4. Selected the right operating system and settings, changed the VM's name to the same name it used to have. I don't know if CPU pinning matters but I know I used the same I used in the past, so YMMV, same for Memory.

5. For the primary Vdisk location, I pointed to the previous Vdisk location, if it is default, you can find it in the same page you deleted the libvirt file under default VM storage path, remember to point to the .img file not just the specific VM's folder. I left the vdisk size textbox empty to avoid screwing with the vdisk that was already there and it worked perfectly.

 

This was only tested on Ubuntu VM's, so once again, your mileage may vary, but this fixed the issue for me, and I hope it will help anyone who finds this thread in the future.

 

Finally,

On 11/22/2023 at 2:06 PM, JorgeB said:

Nope, appdata plugin will backup that file, but you'd need to installed it.

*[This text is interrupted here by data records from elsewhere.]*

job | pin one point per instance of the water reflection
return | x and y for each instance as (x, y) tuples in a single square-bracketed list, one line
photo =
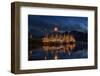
[(68, 51)]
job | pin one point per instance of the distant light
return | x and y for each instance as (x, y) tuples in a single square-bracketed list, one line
[(55, 29)]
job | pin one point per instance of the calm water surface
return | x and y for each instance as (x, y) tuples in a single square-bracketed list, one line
[(68, 51)]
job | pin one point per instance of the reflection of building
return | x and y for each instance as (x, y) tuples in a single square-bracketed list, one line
[(56, 36), (68, 49)]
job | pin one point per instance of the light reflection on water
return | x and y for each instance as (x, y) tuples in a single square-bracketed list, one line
[(68, 51)]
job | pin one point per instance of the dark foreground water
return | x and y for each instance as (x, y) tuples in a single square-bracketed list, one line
[(68, 51)]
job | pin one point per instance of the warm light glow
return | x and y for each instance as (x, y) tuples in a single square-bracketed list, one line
[(55, 29)]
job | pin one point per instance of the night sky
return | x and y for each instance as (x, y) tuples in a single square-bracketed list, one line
[(39, 24)]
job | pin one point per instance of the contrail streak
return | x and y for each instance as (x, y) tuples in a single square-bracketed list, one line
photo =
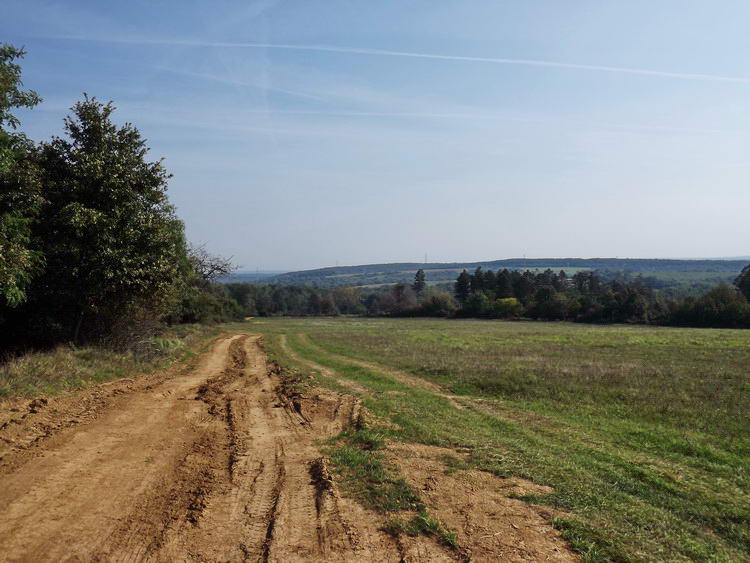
[(410, 54)]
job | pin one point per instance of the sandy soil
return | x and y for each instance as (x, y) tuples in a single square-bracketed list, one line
[(214, 463)]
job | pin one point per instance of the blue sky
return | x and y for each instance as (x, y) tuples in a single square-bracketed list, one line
[(308, 133)]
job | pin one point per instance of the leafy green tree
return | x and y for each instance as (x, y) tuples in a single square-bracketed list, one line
[(20, 190), (743, 282), (111, 238), (503, 285), (476, 281), (419, 282)]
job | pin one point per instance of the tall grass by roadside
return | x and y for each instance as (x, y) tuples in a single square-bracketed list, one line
[(65, 367)]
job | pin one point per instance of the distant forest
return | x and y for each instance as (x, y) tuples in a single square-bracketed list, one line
[(91, 250), (669, 277), (510, 294)]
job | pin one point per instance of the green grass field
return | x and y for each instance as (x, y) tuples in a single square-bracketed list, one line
[(644, 433)]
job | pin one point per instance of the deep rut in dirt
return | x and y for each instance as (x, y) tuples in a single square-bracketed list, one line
[(216, 464)]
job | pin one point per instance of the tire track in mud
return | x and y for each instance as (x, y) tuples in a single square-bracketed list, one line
[(491, 525), (215, 465), (398, 375)]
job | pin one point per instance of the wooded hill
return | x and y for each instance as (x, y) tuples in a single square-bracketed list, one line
[(686, 275)]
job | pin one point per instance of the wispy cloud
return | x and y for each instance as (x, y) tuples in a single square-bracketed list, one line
[(410, 54)]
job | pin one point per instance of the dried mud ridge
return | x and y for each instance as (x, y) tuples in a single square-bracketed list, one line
[(219, 462)]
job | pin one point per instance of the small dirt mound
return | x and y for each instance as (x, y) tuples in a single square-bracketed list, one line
[(475, 505)]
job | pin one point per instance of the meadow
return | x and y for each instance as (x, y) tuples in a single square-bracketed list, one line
[(642, 432)]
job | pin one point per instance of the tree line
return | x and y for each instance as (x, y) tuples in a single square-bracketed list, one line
[(589, 297), (90, 246)]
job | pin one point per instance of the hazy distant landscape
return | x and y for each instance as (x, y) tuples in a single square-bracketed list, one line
[(181, 381), (685, 275)]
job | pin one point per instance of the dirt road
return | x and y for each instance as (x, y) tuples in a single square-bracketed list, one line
[(216, 463)]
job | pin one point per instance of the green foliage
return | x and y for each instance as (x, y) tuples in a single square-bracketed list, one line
[(355, 457), (743, 282), (110, 238), (20, 197), (419, 282), (462, 288)]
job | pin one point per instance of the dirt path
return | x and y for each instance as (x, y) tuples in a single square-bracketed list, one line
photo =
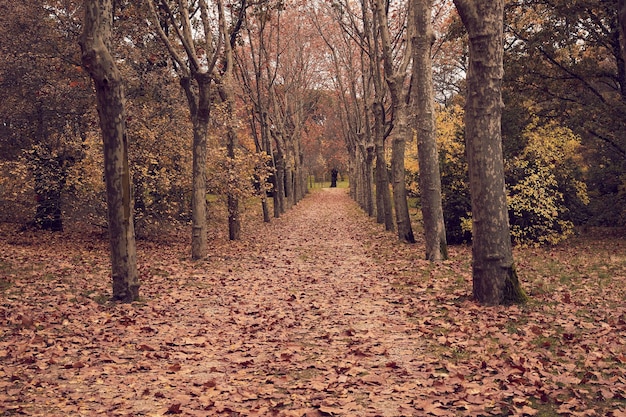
[(336, 319)]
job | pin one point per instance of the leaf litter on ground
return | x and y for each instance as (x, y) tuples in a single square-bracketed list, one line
[(319, 313)]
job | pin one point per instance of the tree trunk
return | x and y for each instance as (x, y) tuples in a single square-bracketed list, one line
[(199, 107), (398, 145), (97, 60), (384, 208), (423, 99), (495, 280), (621, 19), (395, 82)]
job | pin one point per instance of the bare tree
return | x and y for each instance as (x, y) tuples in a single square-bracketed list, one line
[(495, 280), (396, 76), (95, 44), (423, 99)]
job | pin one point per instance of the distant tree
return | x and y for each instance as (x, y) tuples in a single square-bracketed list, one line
[(495, 279), (46, 107), (396, 75), (95, 44)]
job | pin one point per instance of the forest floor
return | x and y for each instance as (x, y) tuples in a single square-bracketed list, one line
[(318, 313)]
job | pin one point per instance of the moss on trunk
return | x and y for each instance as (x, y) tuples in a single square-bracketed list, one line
[(513, 291)]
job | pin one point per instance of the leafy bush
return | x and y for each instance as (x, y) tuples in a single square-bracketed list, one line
[(544, 177)]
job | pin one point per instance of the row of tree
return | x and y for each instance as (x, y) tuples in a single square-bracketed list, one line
[(265, 90)]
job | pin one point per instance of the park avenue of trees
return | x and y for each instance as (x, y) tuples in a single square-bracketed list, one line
[(504, 121)]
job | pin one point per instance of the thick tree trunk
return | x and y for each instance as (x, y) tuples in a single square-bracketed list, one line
[(228, 96), (494, 278), (97, 60), (384, 208), (398, 145), (423, 100), (621, 18), (199, 108), (395, 78)]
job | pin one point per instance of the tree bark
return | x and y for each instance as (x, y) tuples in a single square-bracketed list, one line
[(398, 145), (395, 81), (95, 44), (423, 99), (621, 18), (199, 108), (495, 280)]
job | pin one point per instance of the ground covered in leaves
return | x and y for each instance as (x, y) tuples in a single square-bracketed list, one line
[(320, 313)]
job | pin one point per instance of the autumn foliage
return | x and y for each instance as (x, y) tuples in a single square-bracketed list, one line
[(335, 318)]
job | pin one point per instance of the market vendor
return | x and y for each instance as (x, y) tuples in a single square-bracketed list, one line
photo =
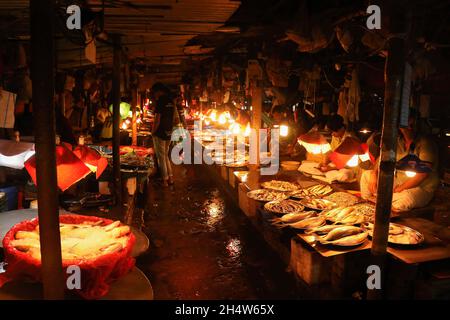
[(162, 130), (338, 133), (409, 192)]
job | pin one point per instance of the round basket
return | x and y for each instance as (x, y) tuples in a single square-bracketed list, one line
[(96, 274)]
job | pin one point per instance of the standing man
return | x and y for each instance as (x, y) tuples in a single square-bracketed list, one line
[(162, 130), (338, 134), (413, 191)]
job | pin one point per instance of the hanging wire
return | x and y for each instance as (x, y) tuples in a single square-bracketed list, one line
[(328, 81)]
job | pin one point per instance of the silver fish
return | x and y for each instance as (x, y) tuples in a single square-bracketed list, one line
[(349, 240), (342, 232), (308, 223)]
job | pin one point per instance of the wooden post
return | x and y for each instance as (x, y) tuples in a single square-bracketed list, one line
[(116, 121), (257, 93), (134, 102), (42, 17), (394, 73), (254, 74)]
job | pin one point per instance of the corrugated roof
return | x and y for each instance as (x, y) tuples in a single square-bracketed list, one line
[(155, 30)]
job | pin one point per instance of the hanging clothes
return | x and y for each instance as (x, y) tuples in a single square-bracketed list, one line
[(354, 98), (349, 98)]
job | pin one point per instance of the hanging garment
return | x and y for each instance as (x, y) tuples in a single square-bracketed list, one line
[(354, 97), (342, 104)]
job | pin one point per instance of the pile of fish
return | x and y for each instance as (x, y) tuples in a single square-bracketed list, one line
[(284, 207), (317, 203), (302, 220), (365, 209), (399, 234), (345, 215), (314, 191), (340, 235), (266, 195), (279, 185), (342, 199)]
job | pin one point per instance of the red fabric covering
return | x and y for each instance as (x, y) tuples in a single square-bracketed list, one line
[(96, 275), (140, 151), (91, 157), (341, 156), (69, 168)]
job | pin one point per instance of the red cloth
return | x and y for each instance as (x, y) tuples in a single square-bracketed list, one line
[(96, 275), (140, 151), (69, 168)]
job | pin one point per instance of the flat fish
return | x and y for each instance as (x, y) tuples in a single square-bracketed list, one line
[(294, 217), (308, 223), (349, 240), (323, 230), (342, 232)]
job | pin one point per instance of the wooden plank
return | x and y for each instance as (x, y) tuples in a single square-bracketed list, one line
[(247, 205), (328, 251), (308, 264), (436, 245)]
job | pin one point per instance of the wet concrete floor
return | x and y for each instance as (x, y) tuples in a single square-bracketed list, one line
[(203, 247)]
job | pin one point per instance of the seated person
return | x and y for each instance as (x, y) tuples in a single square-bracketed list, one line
[(338, 134), (409, 192)]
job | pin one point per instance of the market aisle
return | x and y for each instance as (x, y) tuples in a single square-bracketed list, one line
[(203, 248)]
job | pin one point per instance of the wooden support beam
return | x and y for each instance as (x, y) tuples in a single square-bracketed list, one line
[(394, 73), (116, 120), (42, 17), (134, 103)]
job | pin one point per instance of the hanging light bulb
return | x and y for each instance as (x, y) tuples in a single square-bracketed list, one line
[(247, 130), (222, 119), (410, 174), (284, 130), (353, 162), (365, 157), (235, 128), (213, 116)]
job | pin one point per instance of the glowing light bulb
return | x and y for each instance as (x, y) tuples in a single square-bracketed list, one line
[(247, 130), (325, 148), (235, 128), (284, 130), (353, 162), (364, 157), (213, 116), (410, 174), (222, 119)]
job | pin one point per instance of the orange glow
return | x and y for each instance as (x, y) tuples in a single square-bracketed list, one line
[(410, 174), (353, 162), (316, 148), (248, 130), (364, 157), (284, 130), (222, 118), (213, 116)]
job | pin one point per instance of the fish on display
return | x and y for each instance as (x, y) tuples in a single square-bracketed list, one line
[(294, 217), (351, 240), (307, 223), (341, 232)]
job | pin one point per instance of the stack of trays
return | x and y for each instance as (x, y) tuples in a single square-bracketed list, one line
[(3, 202)]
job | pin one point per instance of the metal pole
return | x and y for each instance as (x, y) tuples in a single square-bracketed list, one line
[(394, 73), (116, 121), (42, 16)]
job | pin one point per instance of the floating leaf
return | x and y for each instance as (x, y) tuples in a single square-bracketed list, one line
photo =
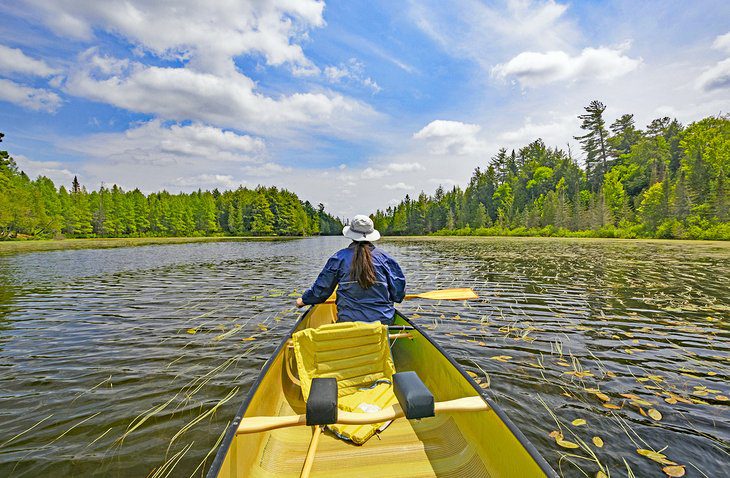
[(566, 443), (675, 471), (641, 402), (603, 396), (502, 358), (655, 456)]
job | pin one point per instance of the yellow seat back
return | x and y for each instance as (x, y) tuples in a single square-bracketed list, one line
[(357, 354)]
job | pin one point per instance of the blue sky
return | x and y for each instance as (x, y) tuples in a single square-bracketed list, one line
[(353, 104)]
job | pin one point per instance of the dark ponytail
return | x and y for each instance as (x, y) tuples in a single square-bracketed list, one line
[(362, 270)]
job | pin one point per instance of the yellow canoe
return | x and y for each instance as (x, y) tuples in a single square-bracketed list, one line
[(466, 444)]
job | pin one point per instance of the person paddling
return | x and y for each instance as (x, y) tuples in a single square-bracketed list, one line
[(369, 280)]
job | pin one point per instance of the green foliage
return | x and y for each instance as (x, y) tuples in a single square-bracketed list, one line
[(37, 209), (668, 182)]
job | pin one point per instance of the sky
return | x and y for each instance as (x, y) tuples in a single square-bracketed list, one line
[(352, 104)]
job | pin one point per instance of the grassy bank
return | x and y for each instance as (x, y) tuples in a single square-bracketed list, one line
[(719, 245), (11, 247), (673, 230)]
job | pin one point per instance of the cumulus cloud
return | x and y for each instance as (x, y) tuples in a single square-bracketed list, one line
[(389, 169), (56, 171), (208, 181), (155, 142), (228, 100), (554, 132), (400, 186), (722, 43), (716, 77), (534, 69), (32, 98), (207, 33), (13, 60), (450, 137), (481, 31), (353, 71)]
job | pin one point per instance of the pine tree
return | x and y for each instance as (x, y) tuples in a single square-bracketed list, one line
[(625, 136), (594, 142)]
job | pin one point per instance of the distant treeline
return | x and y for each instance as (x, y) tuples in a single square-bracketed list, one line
[(37, 208), (667, 181)]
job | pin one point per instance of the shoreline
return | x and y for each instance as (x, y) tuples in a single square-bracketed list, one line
[(42, 245), (437, 238)]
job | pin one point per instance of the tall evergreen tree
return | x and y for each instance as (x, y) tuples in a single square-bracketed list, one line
[(594, 142)]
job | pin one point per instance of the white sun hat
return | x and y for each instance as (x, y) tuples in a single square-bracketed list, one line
[(361, 228)]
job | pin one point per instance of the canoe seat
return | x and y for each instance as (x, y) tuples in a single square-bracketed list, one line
[(357, 355)]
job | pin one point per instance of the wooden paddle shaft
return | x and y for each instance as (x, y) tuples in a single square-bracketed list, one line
[(262, 424), (309, 460), (443, 294)]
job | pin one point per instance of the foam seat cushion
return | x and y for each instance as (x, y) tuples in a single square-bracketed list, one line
[(357, 355)]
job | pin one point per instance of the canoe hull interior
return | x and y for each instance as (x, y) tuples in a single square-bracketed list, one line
[(467, 444)]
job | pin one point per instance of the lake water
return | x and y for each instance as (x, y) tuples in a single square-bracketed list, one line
[(131, 362)]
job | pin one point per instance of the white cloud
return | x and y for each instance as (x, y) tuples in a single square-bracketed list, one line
[(56, 171), (483, 32), (400, 185), (208, 33), (450, 137), (27, 97), (716, 77), (352, 71), (208, 181), (405, 167), (722, 43), (534, 69), (156, 143), (228, 100), (13, 60), (381, 171), (554, 132), (266, 170)]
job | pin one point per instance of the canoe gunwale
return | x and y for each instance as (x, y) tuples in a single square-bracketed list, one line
[(233, 427), (539, 459), (230, 435)]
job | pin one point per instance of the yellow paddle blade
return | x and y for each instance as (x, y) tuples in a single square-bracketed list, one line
[(446, 294)]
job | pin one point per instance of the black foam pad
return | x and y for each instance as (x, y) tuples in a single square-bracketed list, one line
[(322, 402), (414, 397)]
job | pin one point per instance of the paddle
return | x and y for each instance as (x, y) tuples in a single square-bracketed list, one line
[(262, 424), (439, 294)]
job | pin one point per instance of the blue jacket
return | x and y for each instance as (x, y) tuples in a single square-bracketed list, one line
[(353, 302)]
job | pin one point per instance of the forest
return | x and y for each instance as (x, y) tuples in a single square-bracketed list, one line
[(665, 181), (38, 209)]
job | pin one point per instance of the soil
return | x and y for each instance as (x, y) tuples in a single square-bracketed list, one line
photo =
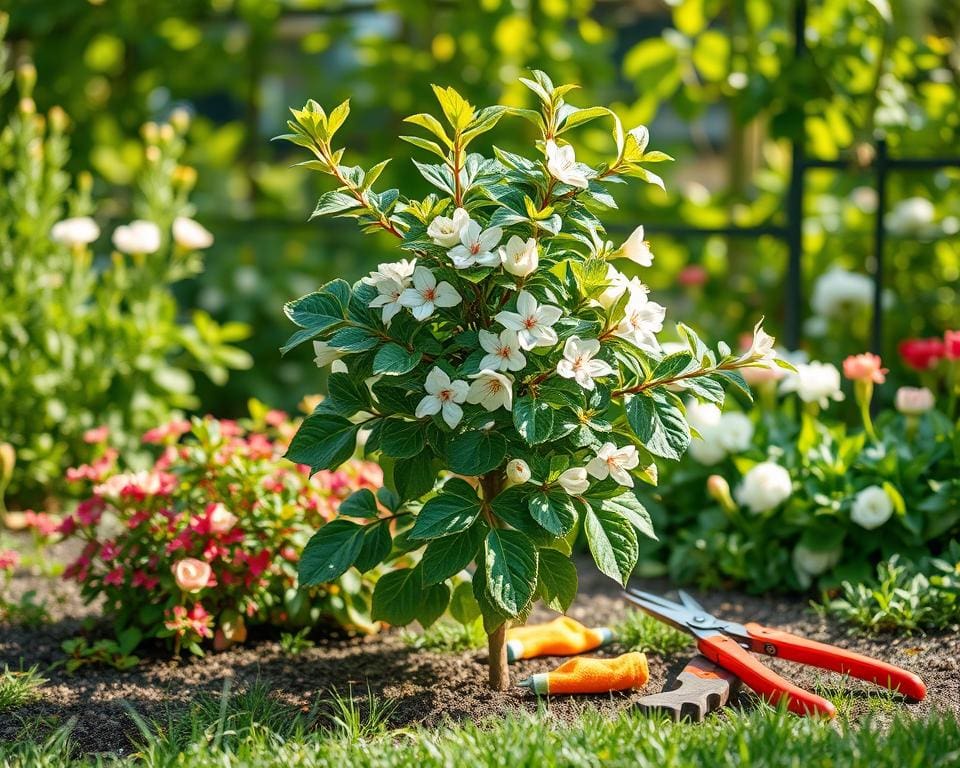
[(429, 688)]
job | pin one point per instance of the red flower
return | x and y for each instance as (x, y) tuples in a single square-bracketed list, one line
[(922, 354), (951, 345)]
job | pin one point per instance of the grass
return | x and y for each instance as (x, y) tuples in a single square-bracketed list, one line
[(19, 687), (640, 632), (251, 728)]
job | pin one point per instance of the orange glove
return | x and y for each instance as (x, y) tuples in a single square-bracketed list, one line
[(592, 675), (561, 637)]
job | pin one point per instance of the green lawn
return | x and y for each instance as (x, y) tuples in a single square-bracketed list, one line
[(253, 729)]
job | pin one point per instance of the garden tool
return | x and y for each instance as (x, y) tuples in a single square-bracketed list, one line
[(700, 688), (561, 637), (728, 645), (587, 674)]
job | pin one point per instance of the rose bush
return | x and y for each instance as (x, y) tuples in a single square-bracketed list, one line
[(207, 540), (508, 348), (810, 500)]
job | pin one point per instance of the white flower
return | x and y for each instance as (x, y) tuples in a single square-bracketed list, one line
[(642, 319), (138, 236), (80, 230), (910, 216), (761, 353), (398, 271), (388, 297), (912, 401), (503, 351), (578, 362), (446, 231), (618, 285), (520, 257), (764, 487), (636, 249), (615, 462), (808, 562), (477, 247), (190, 234), (325, 354), (838, 292), (872, 507), (562, 164), (736, 432), (532, 322), (426, 295), (814, 383), (574, 481), (443, 397), (492, 390), (518, 471)]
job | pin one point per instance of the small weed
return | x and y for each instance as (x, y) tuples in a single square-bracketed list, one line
[(640, 632), (448, 637), (294, 644), (19, 687)]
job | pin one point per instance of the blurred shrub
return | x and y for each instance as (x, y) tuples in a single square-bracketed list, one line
[(88, 339), (208, 539)]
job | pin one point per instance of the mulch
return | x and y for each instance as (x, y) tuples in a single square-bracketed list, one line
[(429, 688)]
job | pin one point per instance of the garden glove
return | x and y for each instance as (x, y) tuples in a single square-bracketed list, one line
[(592, 675), (561, 637)]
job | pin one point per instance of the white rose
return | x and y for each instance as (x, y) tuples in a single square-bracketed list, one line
[(139, 236), (80, 230), (764, 487), (912, 401), (838, 292), (735, 431), (872, 507), (191, 235), (814, 383)]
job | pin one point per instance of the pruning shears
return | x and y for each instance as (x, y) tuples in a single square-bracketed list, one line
[(728, 645)]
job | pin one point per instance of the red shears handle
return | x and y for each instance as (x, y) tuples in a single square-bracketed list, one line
[(776, 642), (727, 653)]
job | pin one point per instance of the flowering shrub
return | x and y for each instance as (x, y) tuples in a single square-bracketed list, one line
[(89, 337), (208, 539), (508, 350), (807, 499)]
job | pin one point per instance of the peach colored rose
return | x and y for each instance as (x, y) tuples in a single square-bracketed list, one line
[(865, 367), (221, 519), (191, 574)]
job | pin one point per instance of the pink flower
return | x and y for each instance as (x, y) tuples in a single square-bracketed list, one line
[(221, 519), (865, 367), (96, 435), (9, 559), (951, 345), (192, 575)]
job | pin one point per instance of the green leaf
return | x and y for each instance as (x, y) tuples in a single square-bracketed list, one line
[(330, 552), (659, 424), (612, 542), (360, 503), (448, 556), (463, 605), (511, 568), (394, 360), (414, 477), (376, 546), (628, 506), (324, 441), (533, 419), (556, 579), (453, 510), (553, 510), (477, 452), (401, 439)]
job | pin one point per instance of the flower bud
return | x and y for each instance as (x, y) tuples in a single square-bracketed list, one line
[(518, 471)]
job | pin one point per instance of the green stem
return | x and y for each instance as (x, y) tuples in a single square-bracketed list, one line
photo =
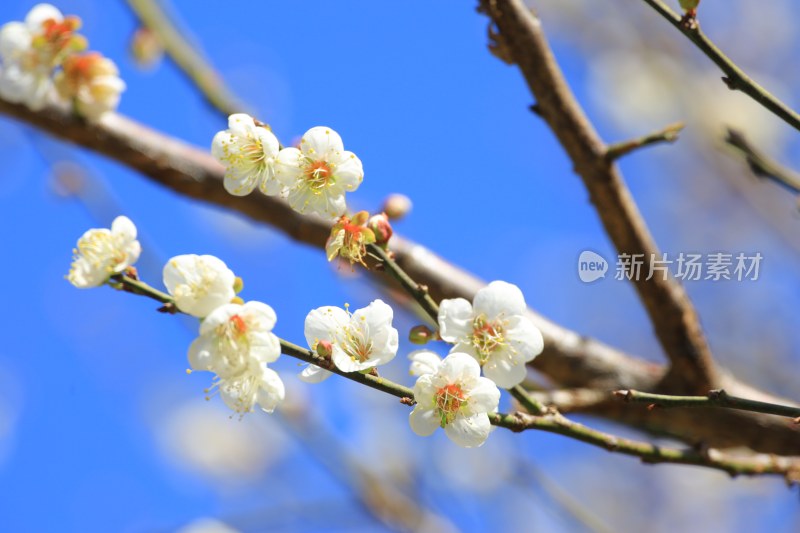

I fail to find it online, could you link to the plugin, ideally in a 6.8.3 compatible version so I could use it until I get to upgrading when I'll have enough free time to ensure I do it cleanly?

 

Finally, huge thanks for helping noobs like me manage their issues, I'm certain it'll help more than just me, and I'm deeply grateful for your contributions to the unRAID community.

Have a good one, and good wishes none of your system files corrupt in the future because that sucks!